Para 1961, Shinoda desenha uma versão civil do Stingray Racer como estudo para o novo Corvette C2, o protótipo XP-755. Na época, numa viagem de pesca ao Caribe, Mitchell captura um tubarão Mako de barbatana curta que ele manda embalsamar num troféu para sua sala. O Mako é o tubarão mais rápido e tem uma cor azul metálica única que encanta Mitchell. Mitchell então pede para sua equipe de estilo pintar a nova versão de Shinoda de acordo com a cor do tubarão em sua sala. Após três tentativas frustradas de tentar imitar a cor azul metálica degradée com cinza do tubarão, diz a lenda popular que a equipe responsável pela pintura do XP-755, entra na sala de Mitchell e sequestra o troféu, dando um tratamento de pintura ao peixe semelhante à melhor tentativa no XP-755. Posteriormente, o troféu é devolvido à sala de Mitchell que nunca dá conta da diferença. Mas, claro, é apenas uma lenda. A verdade é que Mitchell se dá por satisfeito com a pintura final do XP-755, que apesar de lembrar os tons do Mako, nunca ficou exatamente igual. Devido ao episódio, o que é certo é que o carro acabou sendo apelidado de Mako Shark pela equipe de Mitchell. No final, o Corvette de segunda geração acabou sendo mesmo batizado de Stingray, nome muito mais sonoro e justo uma vez que o animal que inspirou o Stingray Racer foi a arraia e não o tubarão.

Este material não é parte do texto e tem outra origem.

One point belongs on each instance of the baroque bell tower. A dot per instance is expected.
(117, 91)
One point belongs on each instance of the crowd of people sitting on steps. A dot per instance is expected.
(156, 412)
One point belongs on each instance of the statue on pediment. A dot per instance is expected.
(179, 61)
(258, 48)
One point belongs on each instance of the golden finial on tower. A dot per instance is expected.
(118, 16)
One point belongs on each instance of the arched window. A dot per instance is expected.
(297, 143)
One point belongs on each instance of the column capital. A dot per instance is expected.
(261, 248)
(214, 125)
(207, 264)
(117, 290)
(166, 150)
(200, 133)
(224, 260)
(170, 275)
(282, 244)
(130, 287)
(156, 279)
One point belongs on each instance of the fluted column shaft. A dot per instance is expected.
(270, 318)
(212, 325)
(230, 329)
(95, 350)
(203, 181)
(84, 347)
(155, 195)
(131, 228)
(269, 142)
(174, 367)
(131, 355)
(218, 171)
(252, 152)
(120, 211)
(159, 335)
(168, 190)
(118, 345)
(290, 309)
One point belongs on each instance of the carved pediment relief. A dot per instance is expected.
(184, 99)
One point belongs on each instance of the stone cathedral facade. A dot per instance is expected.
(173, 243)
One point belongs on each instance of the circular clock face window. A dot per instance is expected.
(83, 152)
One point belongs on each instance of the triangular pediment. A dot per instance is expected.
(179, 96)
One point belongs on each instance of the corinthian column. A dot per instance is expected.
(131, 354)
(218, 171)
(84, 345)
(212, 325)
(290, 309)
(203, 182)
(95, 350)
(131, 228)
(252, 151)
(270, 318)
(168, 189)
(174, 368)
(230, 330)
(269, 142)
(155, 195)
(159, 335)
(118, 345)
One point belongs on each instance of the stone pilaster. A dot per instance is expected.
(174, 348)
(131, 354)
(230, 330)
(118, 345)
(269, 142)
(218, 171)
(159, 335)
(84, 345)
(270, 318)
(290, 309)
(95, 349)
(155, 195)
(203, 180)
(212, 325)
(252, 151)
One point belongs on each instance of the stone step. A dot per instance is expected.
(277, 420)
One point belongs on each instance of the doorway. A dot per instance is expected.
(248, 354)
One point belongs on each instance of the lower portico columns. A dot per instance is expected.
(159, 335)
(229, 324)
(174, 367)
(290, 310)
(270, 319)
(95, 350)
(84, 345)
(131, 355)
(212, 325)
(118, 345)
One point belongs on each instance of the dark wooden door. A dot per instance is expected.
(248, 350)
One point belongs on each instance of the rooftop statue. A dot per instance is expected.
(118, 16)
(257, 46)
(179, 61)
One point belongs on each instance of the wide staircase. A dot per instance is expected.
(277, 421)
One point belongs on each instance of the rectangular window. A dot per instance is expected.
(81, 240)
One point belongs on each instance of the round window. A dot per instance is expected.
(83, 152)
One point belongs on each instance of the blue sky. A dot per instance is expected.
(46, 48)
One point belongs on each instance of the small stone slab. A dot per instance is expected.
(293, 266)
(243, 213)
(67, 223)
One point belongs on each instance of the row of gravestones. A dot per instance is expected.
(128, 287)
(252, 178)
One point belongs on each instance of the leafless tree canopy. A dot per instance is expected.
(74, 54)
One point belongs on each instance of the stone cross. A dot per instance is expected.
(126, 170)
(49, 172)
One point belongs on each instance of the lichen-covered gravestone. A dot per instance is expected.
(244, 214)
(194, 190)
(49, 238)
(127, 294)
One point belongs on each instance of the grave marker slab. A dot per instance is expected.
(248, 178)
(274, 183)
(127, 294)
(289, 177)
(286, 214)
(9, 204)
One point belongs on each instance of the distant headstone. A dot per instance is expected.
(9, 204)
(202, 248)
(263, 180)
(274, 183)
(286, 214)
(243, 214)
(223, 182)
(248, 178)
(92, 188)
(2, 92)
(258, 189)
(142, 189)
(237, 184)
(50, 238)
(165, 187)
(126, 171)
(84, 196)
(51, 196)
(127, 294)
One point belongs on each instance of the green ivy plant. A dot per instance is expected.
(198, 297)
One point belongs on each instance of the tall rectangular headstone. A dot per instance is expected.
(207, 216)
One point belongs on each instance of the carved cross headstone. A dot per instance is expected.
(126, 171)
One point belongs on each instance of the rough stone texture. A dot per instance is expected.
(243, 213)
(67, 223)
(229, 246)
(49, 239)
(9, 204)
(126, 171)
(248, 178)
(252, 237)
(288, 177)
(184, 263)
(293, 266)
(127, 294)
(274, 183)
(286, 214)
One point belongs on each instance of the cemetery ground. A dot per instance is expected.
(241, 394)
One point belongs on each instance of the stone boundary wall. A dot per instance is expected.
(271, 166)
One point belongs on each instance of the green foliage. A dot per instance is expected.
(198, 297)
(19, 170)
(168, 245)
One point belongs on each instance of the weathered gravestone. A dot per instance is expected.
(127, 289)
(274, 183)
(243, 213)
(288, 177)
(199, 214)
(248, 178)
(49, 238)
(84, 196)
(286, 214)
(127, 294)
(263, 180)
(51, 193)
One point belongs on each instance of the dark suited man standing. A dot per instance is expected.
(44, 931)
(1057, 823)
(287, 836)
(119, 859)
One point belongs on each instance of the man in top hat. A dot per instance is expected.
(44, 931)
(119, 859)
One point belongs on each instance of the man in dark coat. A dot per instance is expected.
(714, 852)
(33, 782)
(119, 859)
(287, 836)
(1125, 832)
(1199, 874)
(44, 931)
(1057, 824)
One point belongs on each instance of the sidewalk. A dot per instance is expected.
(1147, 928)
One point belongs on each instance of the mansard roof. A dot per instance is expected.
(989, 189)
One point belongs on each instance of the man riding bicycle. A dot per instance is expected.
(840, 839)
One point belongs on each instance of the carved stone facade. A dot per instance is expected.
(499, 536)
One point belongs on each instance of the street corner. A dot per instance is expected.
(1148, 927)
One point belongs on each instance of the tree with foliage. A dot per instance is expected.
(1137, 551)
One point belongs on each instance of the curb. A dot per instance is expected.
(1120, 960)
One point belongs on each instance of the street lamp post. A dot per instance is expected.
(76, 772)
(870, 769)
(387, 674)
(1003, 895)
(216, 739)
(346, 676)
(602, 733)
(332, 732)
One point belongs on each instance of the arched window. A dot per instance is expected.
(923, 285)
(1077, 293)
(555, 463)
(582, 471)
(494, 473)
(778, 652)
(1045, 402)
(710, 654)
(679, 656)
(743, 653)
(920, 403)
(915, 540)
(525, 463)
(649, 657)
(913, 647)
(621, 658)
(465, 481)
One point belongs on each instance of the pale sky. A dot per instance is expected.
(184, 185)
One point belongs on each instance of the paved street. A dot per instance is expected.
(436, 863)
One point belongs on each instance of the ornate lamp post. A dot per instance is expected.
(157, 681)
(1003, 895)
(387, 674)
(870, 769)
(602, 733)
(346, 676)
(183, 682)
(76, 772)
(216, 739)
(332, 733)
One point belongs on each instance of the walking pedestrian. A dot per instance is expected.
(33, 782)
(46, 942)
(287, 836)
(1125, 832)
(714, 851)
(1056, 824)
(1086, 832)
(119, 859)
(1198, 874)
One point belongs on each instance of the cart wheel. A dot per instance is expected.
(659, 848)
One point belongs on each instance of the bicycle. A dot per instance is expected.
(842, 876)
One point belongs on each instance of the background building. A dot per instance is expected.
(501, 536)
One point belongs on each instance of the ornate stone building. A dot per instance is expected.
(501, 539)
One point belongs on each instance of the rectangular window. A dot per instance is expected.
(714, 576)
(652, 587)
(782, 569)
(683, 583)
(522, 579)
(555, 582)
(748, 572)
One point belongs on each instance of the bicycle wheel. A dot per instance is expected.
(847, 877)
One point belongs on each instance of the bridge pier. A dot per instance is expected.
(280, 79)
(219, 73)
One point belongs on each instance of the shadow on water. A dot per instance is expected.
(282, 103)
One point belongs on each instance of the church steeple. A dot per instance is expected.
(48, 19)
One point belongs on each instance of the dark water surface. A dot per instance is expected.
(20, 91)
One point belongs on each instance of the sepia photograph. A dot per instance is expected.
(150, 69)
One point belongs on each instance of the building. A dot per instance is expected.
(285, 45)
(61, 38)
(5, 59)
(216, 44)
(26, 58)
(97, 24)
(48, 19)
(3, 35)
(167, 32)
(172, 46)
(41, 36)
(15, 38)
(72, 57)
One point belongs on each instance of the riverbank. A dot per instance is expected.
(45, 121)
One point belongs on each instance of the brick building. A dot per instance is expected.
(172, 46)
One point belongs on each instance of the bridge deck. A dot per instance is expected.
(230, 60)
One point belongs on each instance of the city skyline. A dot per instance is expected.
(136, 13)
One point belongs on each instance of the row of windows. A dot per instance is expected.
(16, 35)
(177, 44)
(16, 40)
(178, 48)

O XP-755 Mako Shark I de 1961.

Em 1964, um arranca-rabo entre Duntov e um outro engenheiro, Frank Winchell, culmina num novo carro desenhado por Shinoda que iria influenciar o Mako Shark II. Winchell dizia a Duntov que era possível fazer um carro com motor traseiro que fosse bem estável, bastando para tanto equipá-lo com pneus maiores atrás e um motor mais leve, de alumínio. Precisamos entender que essa era a época do Porsche 911 que tinha sido apresentado em 1963 com motor traseiro. Winchell trabalhava na equipe do Corvair e acreditava em motores traseiros. Já Duntov sabia melhor o que a casa gostava e discordava totalmente de Winchell. Na verdade, como sabemos, o 911 tem motor traseiro por limitações técnicas da época. Inicialmente Butzi Porsche queria motor central, porém a transmissão, câmbio etc eram um problema e ele teve que deslocar o motor para trás. Duntov sabia que isso era péssimo para um carro. Porém, nos anos 60, qualquer argumento dentro da GM acabava em protótipo para testes. Sendo assim Winchell construiu o XP-819, o Corvette de motor traseiro, com a ajuda de Shinoda.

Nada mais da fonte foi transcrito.